Выбрать главу

До обеда по берегу сновали обитатели санаториев, растерянные и одинокие беглецы, прибывавшие каждый день, убегающие от бесконечной мартовской слякоти, заливавшей восточноевропейские долины и междуречья на север от крымских перешейков. Простуженная публика — по двое, по трое они бродили вдоль пустых, как зимние стадионы, пляжей, рассматривая сухогрузы, ползущие в сторону Севастополя, бродили по парковым дорожкам, сидели на теплых камнях, читая криминальные романы и становясь обычно на сторону плохих парней.

На обед они все расползались, возвращались в свои непротопленные гнезда, в комнаты с холодными, как мертвые сердца, телевизорами, выбирались в столовые, здоровались со знакомыми и начинали свои бесконечные разговоры о погоде и здоровье, вернее — об отсутствии и того и другого. В городе рабочие со складов и строек тоже приостанавливали работу, доставали весь свой алкоголь, все боеприпасы, раскладывали все это на деревянных лавках, подставляя солнцу татуированные плечи и пересказывая истории о бизнесе, женщинах и криминале, иначе говоря — истории из собственной жизни. Около киосков с вином собиралась постоянная публика, занимала лучшие места возле столиков и наблюдала, как свежее солнце свободно дрейфует на запад. Все должно происходить размеренно и постепенно, прежде всего — распивание спиртных напитков.
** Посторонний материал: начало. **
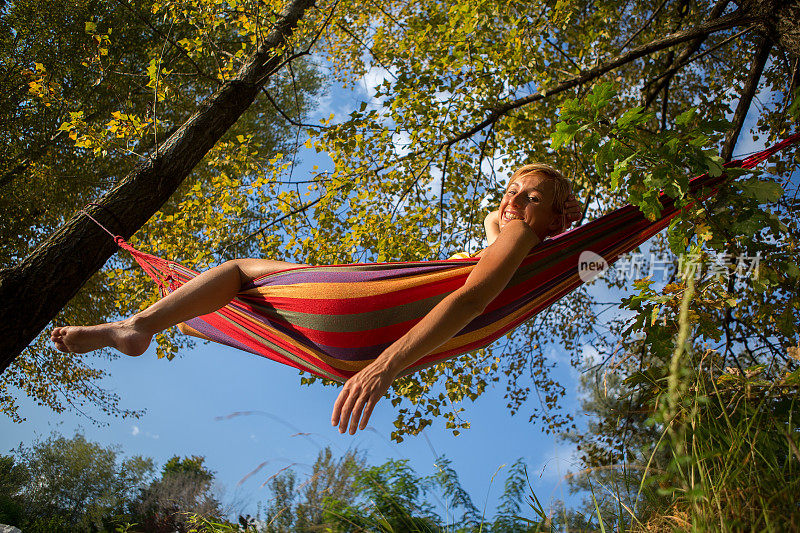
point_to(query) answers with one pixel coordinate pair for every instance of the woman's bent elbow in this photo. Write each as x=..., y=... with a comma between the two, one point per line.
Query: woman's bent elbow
x=472, y=303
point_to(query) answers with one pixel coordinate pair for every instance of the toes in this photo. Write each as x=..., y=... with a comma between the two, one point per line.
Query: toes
x=61, y=347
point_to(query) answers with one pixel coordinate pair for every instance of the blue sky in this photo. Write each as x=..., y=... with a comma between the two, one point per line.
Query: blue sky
x=186, y=397
x=240, y=411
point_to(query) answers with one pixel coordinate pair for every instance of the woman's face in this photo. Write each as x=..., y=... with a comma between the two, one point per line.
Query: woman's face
x=530, y=198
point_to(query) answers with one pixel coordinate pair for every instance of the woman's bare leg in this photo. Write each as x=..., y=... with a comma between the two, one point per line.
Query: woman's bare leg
x=203, y=294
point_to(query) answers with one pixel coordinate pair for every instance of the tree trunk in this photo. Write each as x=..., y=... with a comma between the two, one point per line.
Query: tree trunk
x=34, y=291
x=779, y=19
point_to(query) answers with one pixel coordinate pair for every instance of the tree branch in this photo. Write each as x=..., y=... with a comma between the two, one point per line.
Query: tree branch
x=43, y=283
x=687, y=52
x=746, y=99
x=718, y=24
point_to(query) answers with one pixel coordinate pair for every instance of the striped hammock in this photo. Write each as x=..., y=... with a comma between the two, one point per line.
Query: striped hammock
x=333, y=320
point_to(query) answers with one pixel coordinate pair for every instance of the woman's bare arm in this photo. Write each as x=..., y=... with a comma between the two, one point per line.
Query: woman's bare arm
x=491, y=224
x=492, y=273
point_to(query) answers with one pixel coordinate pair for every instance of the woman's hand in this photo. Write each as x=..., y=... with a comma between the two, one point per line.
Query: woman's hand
x=359, y=396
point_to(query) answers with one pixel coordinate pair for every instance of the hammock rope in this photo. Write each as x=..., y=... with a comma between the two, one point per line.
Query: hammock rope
x=333, y=320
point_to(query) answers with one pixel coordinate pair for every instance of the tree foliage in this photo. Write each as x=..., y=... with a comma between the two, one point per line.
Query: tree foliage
x=71, y=484
x=90, y=91
x=627, y=98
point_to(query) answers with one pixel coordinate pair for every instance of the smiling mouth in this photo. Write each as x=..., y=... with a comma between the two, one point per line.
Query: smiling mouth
x=511, y=216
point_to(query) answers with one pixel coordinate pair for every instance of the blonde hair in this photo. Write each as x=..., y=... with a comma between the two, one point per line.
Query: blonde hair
x=562, y=187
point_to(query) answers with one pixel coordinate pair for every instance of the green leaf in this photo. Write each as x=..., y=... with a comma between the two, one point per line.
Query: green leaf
x=762, y=191
x=686, y=117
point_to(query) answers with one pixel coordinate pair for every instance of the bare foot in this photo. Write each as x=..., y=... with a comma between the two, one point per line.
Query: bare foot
x=120, y=335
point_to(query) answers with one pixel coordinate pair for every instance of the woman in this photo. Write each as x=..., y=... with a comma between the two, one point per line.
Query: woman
x=536, y=204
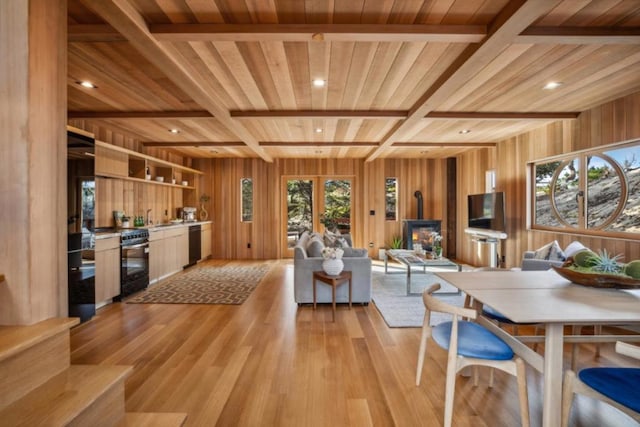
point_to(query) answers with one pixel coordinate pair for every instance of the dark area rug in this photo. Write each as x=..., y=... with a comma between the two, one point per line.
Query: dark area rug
x=205, y=285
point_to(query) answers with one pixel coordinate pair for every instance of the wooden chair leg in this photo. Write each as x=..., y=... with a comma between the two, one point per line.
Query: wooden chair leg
x=567, y=397
x=449, y=392
x=597, y=330
x=423, y=349
x=521, y=377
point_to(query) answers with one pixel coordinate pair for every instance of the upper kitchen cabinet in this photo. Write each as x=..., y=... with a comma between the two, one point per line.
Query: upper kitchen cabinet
x=117, y=162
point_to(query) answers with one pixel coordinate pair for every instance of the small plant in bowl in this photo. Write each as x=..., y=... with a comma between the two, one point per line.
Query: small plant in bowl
x=396, y=242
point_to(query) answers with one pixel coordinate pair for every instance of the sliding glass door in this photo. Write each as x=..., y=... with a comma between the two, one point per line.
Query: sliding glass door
x=314, y=204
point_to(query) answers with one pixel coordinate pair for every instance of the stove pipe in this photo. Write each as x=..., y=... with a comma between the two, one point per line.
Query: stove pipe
x=418, y=195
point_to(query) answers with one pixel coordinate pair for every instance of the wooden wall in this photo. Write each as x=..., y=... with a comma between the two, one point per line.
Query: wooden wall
x=615, y=121
x=230, y=236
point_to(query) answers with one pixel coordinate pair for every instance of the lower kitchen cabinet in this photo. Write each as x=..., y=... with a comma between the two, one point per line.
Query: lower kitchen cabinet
x=168, y=252
x=205, y=241
x=107, y=263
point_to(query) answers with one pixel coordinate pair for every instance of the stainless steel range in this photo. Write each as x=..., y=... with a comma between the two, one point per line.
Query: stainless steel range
x=134, y=277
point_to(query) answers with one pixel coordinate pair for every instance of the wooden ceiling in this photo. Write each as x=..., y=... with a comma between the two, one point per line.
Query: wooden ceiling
x=403, y=77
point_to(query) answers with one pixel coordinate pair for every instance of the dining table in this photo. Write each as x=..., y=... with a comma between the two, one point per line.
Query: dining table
x=545, y=297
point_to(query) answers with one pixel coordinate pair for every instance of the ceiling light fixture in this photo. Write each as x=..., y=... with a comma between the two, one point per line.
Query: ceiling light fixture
x=87, y=84
x=552, y=85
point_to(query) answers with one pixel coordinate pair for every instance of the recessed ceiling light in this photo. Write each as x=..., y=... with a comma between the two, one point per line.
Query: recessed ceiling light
x=87, y=84
x=552, y=85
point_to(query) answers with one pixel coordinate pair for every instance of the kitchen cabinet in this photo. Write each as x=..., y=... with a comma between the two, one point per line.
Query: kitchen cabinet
x=107, y=265
x=205, y=241
x=118, y=162
x=168, y=252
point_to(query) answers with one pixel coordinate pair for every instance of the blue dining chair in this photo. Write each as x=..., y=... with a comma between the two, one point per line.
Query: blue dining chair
x=619, y=387
x=468, y=344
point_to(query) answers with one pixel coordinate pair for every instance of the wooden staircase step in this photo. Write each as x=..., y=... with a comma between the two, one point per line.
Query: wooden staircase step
x=83, y=395
x=154, y=419
x=30, y=355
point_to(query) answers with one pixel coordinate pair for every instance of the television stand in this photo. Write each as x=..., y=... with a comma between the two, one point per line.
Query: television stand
x=487, y=237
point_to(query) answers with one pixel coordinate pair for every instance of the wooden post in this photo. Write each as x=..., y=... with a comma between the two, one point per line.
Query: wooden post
x=33, y=46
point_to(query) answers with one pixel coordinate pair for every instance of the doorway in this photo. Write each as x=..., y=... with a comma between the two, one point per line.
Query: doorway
x=314, y=203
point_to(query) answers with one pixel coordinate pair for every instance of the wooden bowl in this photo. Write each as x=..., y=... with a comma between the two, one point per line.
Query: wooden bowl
x=598, y=280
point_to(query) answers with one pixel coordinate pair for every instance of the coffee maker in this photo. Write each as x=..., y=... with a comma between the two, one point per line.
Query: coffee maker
x=189, y=214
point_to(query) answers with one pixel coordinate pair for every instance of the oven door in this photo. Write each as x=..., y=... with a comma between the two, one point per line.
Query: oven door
x=135, y=268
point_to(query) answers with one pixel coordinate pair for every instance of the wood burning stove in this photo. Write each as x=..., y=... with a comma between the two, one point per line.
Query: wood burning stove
x=418, y=231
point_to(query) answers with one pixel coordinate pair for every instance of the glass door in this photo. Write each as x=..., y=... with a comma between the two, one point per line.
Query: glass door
x=314, y=204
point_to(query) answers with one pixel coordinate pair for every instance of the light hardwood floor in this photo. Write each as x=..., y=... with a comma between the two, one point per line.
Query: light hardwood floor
x=269, y=362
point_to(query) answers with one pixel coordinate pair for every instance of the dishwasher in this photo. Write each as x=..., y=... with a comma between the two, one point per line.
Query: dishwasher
x=194, y=244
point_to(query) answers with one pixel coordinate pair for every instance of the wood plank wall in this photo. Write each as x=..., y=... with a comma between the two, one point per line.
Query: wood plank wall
x=615, y=121
x=230, y=236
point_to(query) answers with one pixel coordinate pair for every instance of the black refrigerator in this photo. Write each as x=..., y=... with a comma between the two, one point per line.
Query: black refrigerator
x=81, y=225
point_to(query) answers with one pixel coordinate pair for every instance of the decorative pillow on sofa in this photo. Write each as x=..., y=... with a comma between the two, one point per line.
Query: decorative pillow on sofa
x=315, y=247
x=573, y=248
x=550, y=252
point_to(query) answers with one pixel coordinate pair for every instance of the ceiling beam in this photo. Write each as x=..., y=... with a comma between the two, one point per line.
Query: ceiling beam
x=444, y=144
x=127, y=20
x=324, y=114
x=319, y=32
x=183, y=144
x=579, y=35
x=509, y=23
x=317, y=144
x=138, y=114
x=503, y=115
x=320, y=114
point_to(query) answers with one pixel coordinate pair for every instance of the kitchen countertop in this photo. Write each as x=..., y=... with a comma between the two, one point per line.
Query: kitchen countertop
x=152, y=228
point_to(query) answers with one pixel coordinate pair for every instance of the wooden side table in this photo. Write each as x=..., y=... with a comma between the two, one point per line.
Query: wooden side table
x=334, y=282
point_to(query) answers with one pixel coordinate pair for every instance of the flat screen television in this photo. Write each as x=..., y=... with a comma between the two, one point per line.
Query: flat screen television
x=486, y=211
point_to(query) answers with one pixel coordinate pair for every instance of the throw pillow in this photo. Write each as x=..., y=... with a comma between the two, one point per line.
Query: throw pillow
x=354, y=252
x=550, y=252
x=315, y=247
x=573, y=248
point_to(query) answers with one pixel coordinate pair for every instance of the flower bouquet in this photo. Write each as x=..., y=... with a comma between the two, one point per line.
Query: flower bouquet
x=332, y=264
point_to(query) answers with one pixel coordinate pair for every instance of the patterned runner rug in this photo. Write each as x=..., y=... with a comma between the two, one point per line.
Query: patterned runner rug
x=205, y=285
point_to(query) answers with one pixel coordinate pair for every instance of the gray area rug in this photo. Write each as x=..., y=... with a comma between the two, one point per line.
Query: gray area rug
x=205, y=285
x=400, y=310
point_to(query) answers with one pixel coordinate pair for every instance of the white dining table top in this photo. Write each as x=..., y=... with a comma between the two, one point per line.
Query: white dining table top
x=546, y=297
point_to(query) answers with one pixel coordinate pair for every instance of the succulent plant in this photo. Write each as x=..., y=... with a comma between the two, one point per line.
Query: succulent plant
x=583, y=257
x=604, y=262
x=633, y=269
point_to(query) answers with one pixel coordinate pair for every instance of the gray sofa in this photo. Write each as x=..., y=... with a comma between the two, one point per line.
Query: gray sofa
x=305, y=262
x=530, y=263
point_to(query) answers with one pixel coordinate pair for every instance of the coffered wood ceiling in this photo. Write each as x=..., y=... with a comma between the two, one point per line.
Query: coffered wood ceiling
x=403, y=77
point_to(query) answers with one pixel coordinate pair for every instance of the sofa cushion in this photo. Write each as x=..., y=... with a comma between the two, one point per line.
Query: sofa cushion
x=354, y=252
x=573, y=248
x=315, y=247
x=550, y=252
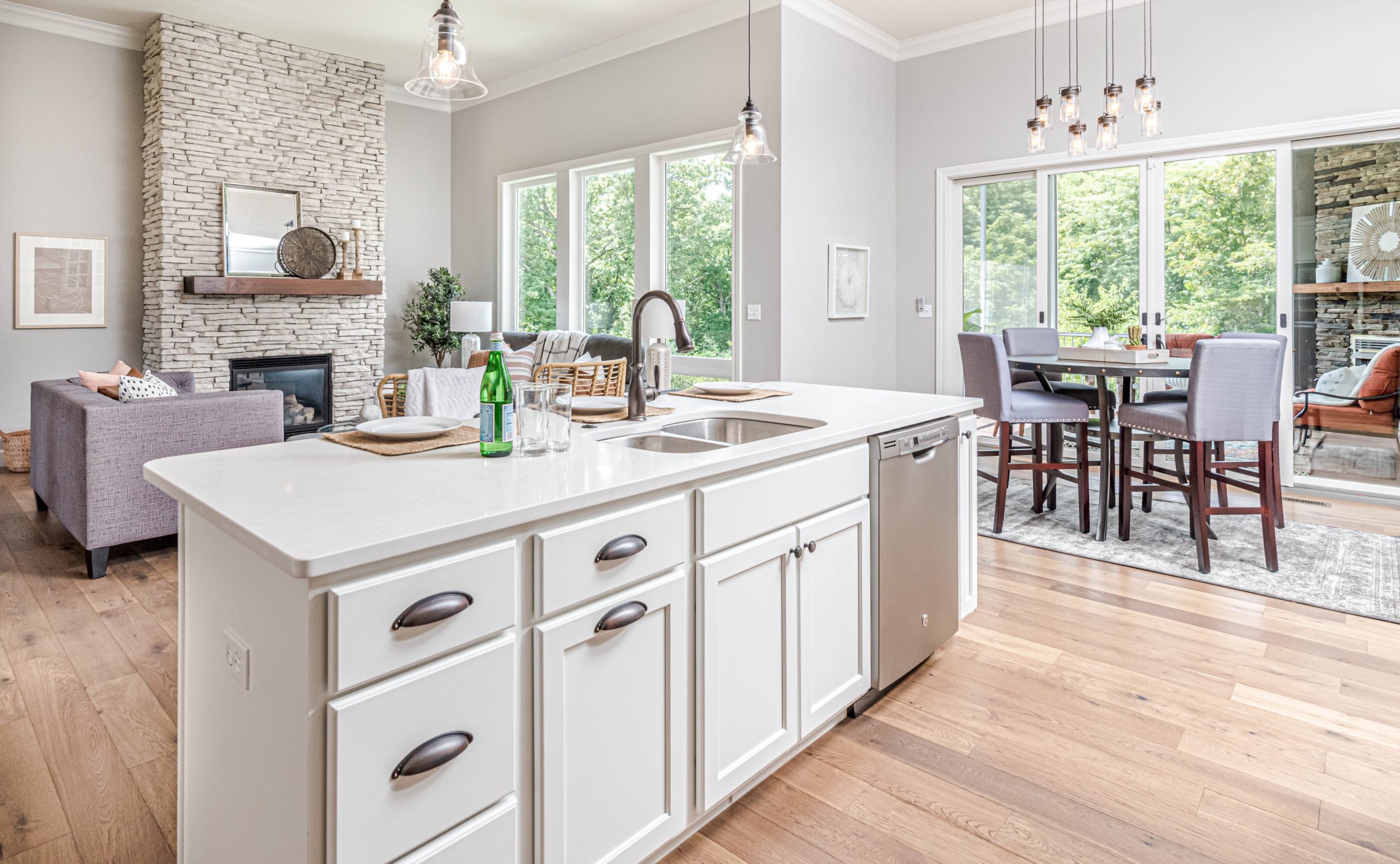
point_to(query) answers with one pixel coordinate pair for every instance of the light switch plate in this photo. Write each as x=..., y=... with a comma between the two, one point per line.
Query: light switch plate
x=236, y=658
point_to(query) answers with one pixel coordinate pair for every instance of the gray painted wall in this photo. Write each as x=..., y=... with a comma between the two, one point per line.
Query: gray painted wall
x=71, y=163
x=684, y=87
x=418, y=233
x=971, y=104
x=838, y=186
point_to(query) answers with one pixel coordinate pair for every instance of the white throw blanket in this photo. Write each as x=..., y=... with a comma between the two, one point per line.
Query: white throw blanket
x=451, y=393
x=559, y=346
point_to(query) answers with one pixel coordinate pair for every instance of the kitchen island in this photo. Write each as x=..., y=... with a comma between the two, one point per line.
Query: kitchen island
x=580, y=657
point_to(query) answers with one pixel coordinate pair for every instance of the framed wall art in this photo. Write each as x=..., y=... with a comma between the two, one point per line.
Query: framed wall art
x=59, y=282
x=849, y=282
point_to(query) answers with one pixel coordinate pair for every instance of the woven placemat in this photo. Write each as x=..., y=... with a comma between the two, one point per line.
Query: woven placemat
x=621, y=415
x=748, y=396
x=463, y=435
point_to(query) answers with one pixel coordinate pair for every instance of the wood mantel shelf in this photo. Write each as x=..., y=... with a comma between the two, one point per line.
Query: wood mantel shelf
x=258, y=285
x=1348, y=288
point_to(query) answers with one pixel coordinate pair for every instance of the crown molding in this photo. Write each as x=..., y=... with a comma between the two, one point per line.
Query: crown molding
x=1058, y=11
x=395, y=93
x=71, y=26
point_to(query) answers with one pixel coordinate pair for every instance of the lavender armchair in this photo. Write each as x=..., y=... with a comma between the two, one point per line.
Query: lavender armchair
x=88, y=451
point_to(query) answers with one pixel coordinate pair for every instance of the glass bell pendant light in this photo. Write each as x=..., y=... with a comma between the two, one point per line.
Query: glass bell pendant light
x=1151, y=121
x=1108, y=138
x=1078, y=139
x=444, y=68
x=1070, y=104
x=751, y=142
x=1035, y=136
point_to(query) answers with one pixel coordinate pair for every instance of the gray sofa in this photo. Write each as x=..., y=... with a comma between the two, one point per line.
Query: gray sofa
x=88, y=451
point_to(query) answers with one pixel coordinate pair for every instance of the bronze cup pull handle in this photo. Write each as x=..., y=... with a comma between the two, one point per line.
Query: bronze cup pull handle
x=621, y=617
x=433, y=608
x=431, y=754
x=619, y=548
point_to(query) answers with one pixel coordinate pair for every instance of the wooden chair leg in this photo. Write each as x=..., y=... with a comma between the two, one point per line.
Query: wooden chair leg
x=1124, y=483
x=1003, y=476
x=1038, y=492
x=1279, y=485
x=1270, y=502
x=1081, y=458
x=1221, y=489
x=1148, y=458
x=1200, y=495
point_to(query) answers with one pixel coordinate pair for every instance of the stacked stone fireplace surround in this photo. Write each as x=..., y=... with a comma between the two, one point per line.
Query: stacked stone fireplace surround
x=224, y=107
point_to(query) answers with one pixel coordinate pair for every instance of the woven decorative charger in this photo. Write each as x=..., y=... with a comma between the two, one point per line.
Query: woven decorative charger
x=464, y=435
x=621, y=415
x=748, y=396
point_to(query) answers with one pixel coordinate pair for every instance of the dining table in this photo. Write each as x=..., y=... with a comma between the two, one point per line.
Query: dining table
x=1102, y=371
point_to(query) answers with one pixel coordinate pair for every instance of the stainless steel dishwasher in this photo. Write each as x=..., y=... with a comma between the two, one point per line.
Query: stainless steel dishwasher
x=913, y=550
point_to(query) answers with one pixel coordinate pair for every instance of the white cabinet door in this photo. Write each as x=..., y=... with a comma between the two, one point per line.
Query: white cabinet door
x=611, y=716
x=746, y=661
x=833, y=591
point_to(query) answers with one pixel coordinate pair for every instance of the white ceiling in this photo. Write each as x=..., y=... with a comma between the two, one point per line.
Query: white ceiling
x=513, y=38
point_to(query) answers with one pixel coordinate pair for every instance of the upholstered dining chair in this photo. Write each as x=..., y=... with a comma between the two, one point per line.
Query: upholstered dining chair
x=988, y=377
x=1233, y=398
x=1248, y=468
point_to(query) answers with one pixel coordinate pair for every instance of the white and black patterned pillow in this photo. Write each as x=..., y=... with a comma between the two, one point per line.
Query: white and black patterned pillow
x=150, y=387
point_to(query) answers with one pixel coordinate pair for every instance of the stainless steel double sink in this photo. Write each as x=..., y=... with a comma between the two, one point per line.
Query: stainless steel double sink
x=709, y=433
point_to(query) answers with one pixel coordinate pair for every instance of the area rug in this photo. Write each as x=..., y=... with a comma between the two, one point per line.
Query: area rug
x=1331, y=568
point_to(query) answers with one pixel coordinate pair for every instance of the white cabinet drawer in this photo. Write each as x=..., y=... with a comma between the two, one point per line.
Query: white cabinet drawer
x=611, y=715
x=373, y=734
x=475, y=591
x=745, y=507
x=488, y=839
x=587, y=559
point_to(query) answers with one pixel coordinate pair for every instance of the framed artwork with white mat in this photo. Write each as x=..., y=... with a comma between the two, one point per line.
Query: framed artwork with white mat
x=848, y=282
x=59, y=282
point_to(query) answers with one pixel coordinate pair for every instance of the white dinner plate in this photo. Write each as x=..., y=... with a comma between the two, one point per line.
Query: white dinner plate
x=726, y=388
x=409, y=429
x=598, y=405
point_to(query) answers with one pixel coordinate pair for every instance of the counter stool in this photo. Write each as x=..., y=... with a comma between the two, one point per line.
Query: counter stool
x=988, y=377
x=1229, y=401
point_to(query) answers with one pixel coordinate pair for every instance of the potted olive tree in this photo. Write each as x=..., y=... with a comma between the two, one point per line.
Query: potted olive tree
x=428, y=317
Ближе к вечеру бары наполнялись подростками, они съезжались на мопедах и старых советских автомобилях, пили вино и слушали музыкальные автоматы, после шести туда набивались рабочие со строек, вползали пьяницы, вернее — те из них, кто еще был способен вползти, заходили отставные полковники из санаториев, одинокие женщины и покинутые домохозяйки, нетрезвые цыганки и обманутые студентки, на улицах темнело, и в барах зажигались первые золотые огни, приглушенные табачным дымом.

Магазины постепенно закрывались, хотя до ночи еще можно было купить алкоголь и хлеб, солнце освещало поверхность воды, красные отблески вспыхивали в окнах мансард и съемных комнат, тени сгущались, как чернила, и памятник Ленину, похожему на молодого битника, в зеленом пижонском пиджаке и узких штанах фасона конца пятидесятых, так вот памятник Ленину уходил в тень, возле него собирались школьники и слушали музыку из мобильных телефонов.

В десять вечера на тесных улочках, в центре, звучали веселые пьяные крики и нервные вздохи тех, кто отправлялся домой, не в состоянии продолжать это бесконечное празднество, этот день всех утопленников, которые подплывали к берегам их городка и стояли на песчаном морском дне, притопывая набухшими от воды ботинками в такт музыке из мобильных телефонов. Ближе к полуночи все заводились, и атмосфера была пронизана страстью, вином и опасностью.

В одном из баров начиналась драка — подростки заводились с молдаванами по поводу музыкального автомата, они долго не могли поделить, что им всем слушать, хотя и те и другие хотели слушать печальные тюремные песни, но у каждого из них были свои любимые печальные тюремные песни, и тогда кто-то лез к музыкальному автомату вне очереди, и начиналась драка. Молдаване были старше, поэтому сначала преимущество было на их стороне, они выкидывали местных на улицу, отгоняя их от бара, однако на улице на помощь приходили их старшие братья, пьяницы, безработные и случайные прохожие, взблескивало битое стекло, гремела первая витрина, подростки доставали финские ножи, праздник достигал апогея.

Ночной воздух сушил глотки и трезвил головы, о которые бились бутылки с портвейном, молдаване отступали в боковые улочки, выносили раненых и растворялись в парковых аллеях. На вызов приезжала милиция и разгоняла тех, кто остался. Разогнав всех, милиционеры заходили в бар и допивали все, что осталось после молдаван, слушая печальные тюремные песни. Слушая и не перебивая.

В ночной тишине отзывались птицы, в фонарном свете темнели сгустки крови, под памятником Ленину сидели подростки и вытирали рукавами кровавые сопли. Чистили ножи, закачивали в телефоны новые печальные тюремные мелодии и смотрели в сторону моря — туда, где была тишина, туман и темнота, то есть не было ничего.